Les intranquilles, de Joachim Lafosse

Un regard juste sur la bipolarité

Joachim Lafosse a réalisé d’excellents drames comme Nue propriété, Élève libre, À perdre la raison ou L’économie du couple. Trois ans après s’être égaré en terre étrangère à la faveur de Continuer, le cinéaste belge est rentré au pays pour réaliser ce qu’il sait faire de mieux : un drame intimiste dans lequel un malaise s’installe. Les intranquilles relate ainsi la vie d’un couple qui s’aime, dans lequel vient s’immiscer un trouble bipolaire non traité.
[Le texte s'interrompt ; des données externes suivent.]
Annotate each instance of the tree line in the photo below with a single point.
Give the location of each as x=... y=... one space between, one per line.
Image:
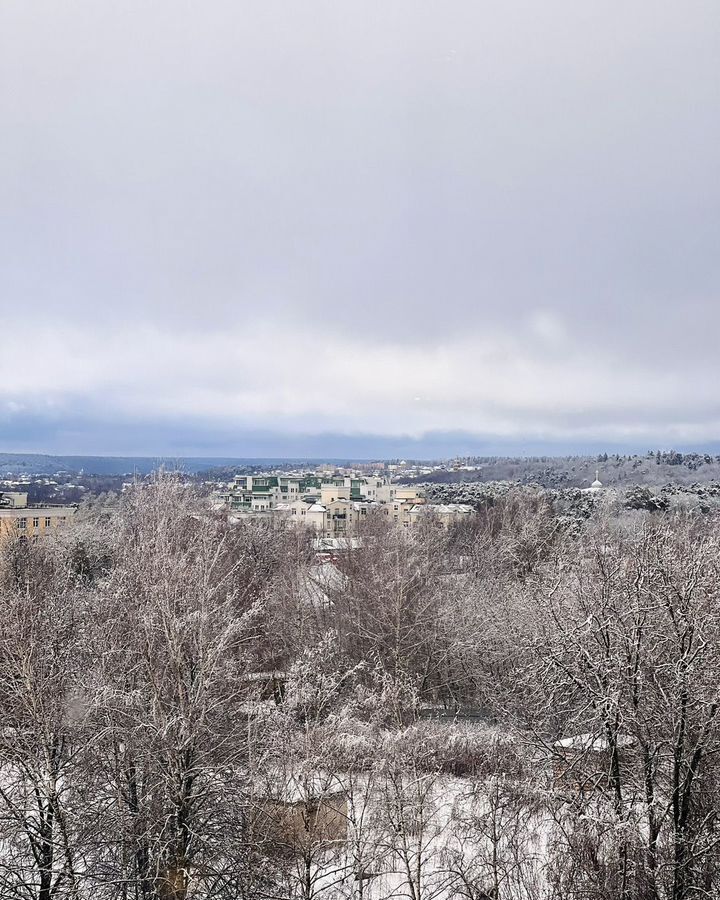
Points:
x=516 y=707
L’engagement amoureux de Leïla (Leïla Bekhti) est ainsi mis à rude épreuve quand Damien (Damien Bonnard), dont on comprend qu’il a récemment séjourné à l’hôpital, devient jour et nuit une increvable dynamo qui impose aux siens son trop-plein d’énergie, de même que les risques qu’il ne mesure plus, notamment auprès de son jeune fils (Gabriel Merz Chammah). Pour élaborer son récit, Joachim Lafosse s’est inspiré de son père, photographe et aussi maniacodépressif. Il a fait de Damien un peintre, histoire d’utiliser les talents véritables de Damien Bonnard à cet égard, mais on doit probablement à l’expérience que le cinéaste a vécue avec son père la justesse de son regard. Aussi, la réflexion qu’il propose sur le couple est bien amenée. Ce long métrage, le tout dernier des 24 présentés en compétition officielle (le tout premier film de Lafosse en lice pour la Palme d’or), pourrait peut-être venir brouiller les pistes, surtout dans les catégories d’interprétation. Tout comme Nitram, d’ailleurs.